Accurate image retrieval is a core technology for shopping by picture taking, and also becomes a hotspot in the academia and industry. Here, we take a digital device image dataset in a real snap-to-shop scenario, provided in Huawei DIGIX Global AI Challenge. In a Content Based Image Retrieval (CBIR) System, the task is to retrieve similar images from a large database given a query image. The usual procedure is to extract some useful features from the query image, and retrieve images which have similar set of features. For this purpose, a suitable similarity measure is chosen, and images with high similarity scores are retrieved. Naturally the choice of these features play a very important role in the success of this system, and high level features are required to reduce the semantic gap.
Deep Hashing methods are most commonly used to implement content based image retrieval. If you do not know about image retrieval check out this paper.
Out of all the Deep Hashing methods we shall implement the Hashnet and Deep Cauchy Hashing for content based image retrieval.
Install the following with Python3 already installed:
- Pytorch (https://pytorch.org/)
- Numpy (https://numpy.org/)
- Pandas (https://pypi.org/project/pandas/)
- Pillow (PIL) (https://pypi.org/project/Pillow/)
- CUDA 11 (https://developer.nvidia.com/cuda-downloads) also make sure that you have GPU available on your system.
Other python libraries used are:
- Scikit-Learn
- Scikit-Image
- Matplotlib
The data used in the notebook can be found here.

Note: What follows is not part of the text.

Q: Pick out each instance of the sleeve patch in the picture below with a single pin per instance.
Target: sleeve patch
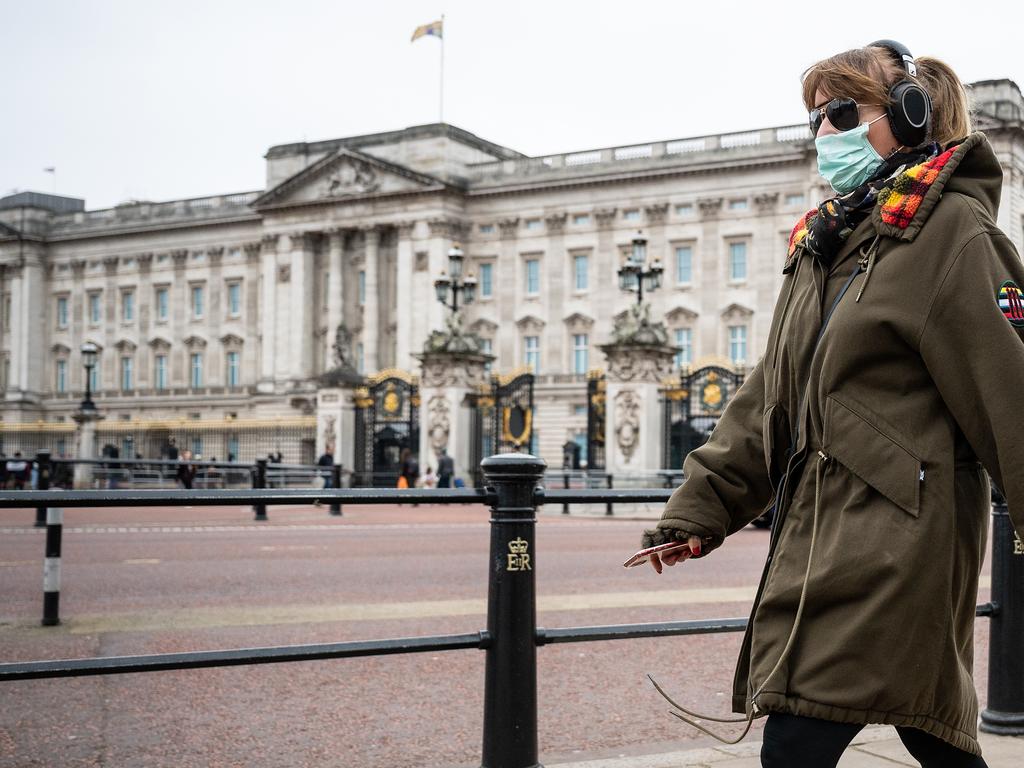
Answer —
(1011, 300)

Although there are many models available, we shall be using RESNET50. We will have broadly three types of layers namely
Convolution layers Fully connected layers Hashing layer Instead of training the whole network at once we can use transfered learing and train few of the last layers. To further speed up training we can extract the intermediate feaures so that we do not have to pass the images everytime through the whole network. Instead we can just train on the extracted features.